The percentage of people who died by suicide and who had opiates in their system doubled from 8.8 percent in 2006 to 17.7 percent in 2017. There was no significant change in the proportion of people who were positive for cocaine or alcohol intoxication. The largest increases in positive opiate tests were found in 2014 through 2017, and the increase was most prominent in non-whites and in males.

When overdose suicides were removed from the sample (to eliminate deaths where opiates may have been used as a method of suicide) the increase in opiate prevalence was slightly more pronounced. These results suggest that opiates are playing an increasing role in completed suicides, even outside of overdoses, the authors concluded. Increased vigilance and awareness for suicidality is warranted, they suggest, among both opiate prescribers and users.

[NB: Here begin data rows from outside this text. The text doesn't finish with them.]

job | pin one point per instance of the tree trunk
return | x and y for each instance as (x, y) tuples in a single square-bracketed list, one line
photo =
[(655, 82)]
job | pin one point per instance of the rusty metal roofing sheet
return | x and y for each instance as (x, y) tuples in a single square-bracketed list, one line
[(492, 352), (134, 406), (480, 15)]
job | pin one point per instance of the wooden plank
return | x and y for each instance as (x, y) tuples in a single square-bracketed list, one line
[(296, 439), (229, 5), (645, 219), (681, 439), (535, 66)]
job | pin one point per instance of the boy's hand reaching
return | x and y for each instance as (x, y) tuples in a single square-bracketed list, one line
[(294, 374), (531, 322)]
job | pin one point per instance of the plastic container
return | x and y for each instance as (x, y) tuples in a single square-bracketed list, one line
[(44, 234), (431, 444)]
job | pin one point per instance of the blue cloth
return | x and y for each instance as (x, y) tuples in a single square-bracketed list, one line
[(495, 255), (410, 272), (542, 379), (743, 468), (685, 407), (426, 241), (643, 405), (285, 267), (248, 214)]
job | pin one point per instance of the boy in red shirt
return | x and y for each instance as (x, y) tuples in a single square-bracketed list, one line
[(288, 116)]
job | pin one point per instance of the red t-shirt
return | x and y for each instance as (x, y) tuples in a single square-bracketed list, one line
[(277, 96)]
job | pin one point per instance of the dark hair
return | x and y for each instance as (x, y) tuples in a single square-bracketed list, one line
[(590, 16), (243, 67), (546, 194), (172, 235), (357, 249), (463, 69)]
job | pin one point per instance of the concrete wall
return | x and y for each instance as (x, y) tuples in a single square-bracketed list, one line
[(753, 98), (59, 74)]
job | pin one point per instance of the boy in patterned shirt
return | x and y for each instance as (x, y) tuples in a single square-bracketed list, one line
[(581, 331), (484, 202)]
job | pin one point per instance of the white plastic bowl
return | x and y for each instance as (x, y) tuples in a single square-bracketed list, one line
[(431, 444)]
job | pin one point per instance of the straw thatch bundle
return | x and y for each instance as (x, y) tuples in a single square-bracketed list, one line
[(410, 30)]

Paul Nestadt, M.D., is a Fellow in the Psychiatric Epidemiology Training program at the Johns Hopkins Bloomberg School of Public Health, as well as the supervising psychiatrist for the Anxiety Disorders Consultation Service at Johns Hopkins Hospital. He completed his psychiatry residency at Johns Hopkins, where he continues to teach residents and medical students. His research focuses on the epidemiology of suicide, specifically on the roles of firearms and opioid access in the increasing rates of suicide. Ramin Mojtabai, M.D., M.P.H., Ph.D., is a psychiatrist and professor of Public Health and Psychiatry at Johns Hopkins University. His research focuses on barriers to behavioral health treatment seeking in community settings and pharmacoepidemiology of psychiatric drugs. Daniel Borota is a medical student at the Johns Hopkins University School of Medicine.

The study was supported by the National Institute of Mental Health.